Tax Treaty development between Hong Kong and Mauritius – India investments
Double Taxation Avoidance Agreement (DTAA) signed between Hong Kong (HK) and Mauritius
- In an official statement by the Financial Service Commission of Mauritius, it was announced that Hong Kong and Mauritius have signed DTAA which has sought to encourage cross-border investment flows and enhance bilateral cooperation in tax matters between the two countries;
- It also seeks to eliminate double taxation of income generated through cross-border transactions and provide greater tax certainty to investors;
- The comprehensive double taxation avoidance agreement provides favourable tax treatment for HK residents investing in Mauritius by way of exemption for dividends, and to interest and capital gains subject to reasonable conditions.
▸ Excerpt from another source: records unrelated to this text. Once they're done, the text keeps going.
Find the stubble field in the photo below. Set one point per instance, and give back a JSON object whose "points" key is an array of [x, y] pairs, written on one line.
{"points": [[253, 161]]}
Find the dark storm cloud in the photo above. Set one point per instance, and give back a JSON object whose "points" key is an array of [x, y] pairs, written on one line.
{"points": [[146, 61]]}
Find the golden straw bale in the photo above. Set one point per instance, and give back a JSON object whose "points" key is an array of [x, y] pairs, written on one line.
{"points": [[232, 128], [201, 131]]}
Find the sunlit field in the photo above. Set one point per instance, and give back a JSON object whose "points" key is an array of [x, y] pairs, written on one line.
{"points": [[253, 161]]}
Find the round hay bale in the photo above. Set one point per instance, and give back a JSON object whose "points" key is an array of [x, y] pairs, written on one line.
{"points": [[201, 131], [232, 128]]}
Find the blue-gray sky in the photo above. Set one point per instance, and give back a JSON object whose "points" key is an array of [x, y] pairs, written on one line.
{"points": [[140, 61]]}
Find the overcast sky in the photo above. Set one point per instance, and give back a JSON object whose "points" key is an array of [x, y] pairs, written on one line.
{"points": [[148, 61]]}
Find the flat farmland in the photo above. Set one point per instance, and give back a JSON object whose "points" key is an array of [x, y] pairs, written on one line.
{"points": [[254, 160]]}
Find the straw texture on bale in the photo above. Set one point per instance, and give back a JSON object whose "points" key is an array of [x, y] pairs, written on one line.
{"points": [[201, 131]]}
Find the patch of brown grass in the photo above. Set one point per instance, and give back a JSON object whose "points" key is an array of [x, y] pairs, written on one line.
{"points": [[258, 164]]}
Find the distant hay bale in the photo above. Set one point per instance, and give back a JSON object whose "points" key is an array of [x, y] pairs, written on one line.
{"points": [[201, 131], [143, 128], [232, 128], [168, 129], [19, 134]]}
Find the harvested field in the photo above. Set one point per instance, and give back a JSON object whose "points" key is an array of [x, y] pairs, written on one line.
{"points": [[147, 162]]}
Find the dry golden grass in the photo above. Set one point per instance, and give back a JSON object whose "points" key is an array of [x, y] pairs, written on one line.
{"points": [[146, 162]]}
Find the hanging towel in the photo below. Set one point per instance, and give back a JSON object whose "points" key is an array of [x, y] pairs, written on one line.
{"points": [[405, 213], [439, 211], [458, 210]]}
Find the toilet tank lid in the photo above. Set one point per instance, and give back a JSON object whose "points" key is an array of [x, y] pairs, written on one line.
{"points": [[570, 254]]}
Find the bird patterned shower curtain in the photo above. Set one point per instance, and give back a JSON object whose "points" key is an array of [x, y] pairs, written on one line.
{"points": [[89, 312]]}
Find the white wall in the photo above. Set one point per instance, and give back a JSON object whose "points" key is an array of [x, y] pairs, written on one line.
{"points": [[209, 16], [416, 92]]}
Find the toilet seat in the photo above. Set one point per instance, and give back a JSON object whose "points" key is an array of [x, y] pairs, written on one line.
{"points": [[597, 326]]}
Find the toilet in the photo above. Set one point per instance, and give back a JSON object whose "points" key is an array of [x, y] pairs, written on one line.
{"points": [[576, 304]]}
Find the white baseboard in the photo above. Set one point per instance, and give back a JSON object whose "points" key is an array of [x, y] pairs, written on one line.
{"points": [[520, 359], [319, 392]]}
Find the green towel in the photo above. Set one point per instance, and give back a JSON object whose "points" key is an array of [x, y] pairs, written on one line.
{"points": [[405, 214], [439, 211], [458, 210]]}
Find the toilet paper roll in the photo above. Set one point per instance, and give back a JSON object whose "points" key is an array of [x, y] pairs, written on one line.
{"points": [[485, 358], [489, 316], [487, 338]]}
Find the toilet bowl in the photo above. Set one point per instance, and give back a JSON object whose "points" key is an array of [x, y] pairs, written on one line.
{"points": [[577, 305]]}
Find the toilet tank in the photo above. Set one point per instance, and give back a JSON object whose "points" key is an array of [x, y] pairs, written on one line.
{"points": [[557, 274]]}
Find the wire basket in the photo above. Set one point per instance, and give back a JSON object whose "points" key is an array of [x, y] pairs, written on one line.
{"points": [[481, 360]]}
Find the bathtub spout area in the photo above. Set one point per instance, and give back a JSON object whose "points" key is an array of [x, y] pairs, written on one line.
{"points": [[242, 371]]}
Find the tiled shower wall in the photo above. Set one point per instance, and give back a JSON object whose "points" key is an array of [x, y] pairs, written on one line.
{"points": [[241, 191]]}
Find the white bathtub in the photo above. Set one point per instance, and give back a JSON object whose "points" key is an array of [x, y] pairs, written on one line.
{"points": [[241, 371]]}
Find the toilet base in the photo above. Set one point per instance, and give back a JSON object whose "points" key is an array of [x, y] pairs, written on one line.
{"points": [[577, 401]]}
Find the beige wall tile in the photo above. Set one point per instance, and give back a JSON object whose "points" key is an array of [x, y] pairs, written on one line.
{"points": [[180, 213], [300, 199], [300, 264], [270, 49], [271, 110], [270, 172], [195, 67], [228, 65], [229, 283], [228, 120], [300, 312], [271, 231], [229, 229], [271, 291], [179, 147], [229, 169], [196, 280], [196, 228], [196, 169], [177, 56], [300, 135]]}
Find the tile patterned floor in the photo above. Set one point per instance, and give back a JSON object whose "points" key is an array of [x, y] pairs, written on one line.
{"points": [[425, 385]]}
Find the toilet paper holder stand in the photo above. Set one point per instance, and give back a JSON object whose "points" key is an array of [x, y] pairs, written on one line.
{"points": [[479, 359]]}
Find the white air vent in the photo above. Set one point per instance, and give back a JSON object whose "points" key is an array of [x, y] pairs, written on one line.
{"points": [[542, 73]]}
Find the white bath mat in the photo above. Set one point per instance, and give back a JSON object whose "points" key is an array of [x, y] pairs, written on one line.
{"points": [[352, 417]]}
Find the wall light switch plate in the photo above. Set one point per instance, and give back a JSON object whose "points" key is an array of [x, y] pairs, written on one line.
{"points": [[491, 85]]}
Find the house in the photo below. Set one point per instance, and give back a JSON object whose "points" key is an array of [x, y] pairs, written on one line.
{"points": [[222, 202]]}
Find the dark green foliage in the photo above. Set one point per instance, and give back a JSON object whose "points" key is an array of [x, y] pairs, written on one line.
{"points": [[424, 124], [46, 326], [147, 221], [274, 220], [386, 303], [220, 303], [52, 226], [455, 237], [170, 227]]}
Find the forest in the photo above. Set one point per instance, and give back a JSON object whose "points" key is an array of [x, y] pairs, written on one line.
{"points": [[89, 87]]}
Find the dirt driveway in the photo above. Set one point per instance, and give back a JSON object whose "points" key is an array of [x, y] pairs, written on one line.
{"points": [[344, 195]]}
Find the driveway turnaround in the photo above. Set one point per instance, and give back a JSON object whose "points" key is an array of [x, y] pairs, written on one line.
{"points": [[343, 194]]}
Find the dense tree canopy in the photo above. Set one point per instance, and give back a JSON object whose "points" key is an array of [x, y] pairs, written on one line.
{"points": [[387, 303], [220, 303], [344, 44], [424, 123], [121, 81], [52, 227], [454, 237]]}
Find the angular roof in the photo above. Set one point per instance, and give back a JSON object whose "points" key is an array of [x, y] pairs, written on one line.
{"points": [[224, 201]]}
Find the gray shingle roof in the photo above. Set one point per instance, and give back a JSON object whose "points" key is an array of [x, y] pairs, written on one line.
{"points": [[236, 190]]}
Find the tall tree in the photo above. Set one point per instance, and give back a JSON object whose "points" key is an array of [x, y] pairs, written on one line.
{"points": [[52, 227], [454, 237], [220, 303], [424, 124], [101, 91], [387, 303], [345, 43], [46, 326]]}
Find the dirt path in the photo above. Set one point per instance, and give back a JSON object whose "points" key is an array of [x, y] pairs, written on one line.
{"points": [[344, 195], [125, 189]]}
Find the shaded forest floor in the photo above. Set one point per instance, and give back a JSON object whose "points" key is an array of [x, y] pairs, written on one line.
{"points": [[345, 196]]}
Potential impact of the DTAA in relation to investments in Mauritius & India
- The HK-Mauritius DTAA may entice HK investors to channel their investments to India via Mauritius through a master feeder structure.
- At present, HK investments in India through Foreign Direct Investment or Foreign Portfolio Investment do not get any tax incentive.
- Under the India-Mauritius tax treaty, capital gains on debt and derivatives are exempt from tax, interest is taxed at 7.5% and dividend is taxed at 5%.
- Therefore, it could be better off for HK investors to invest in India via Mauritius. Needless to say that this will need to be subject to other commercial/ business considerations.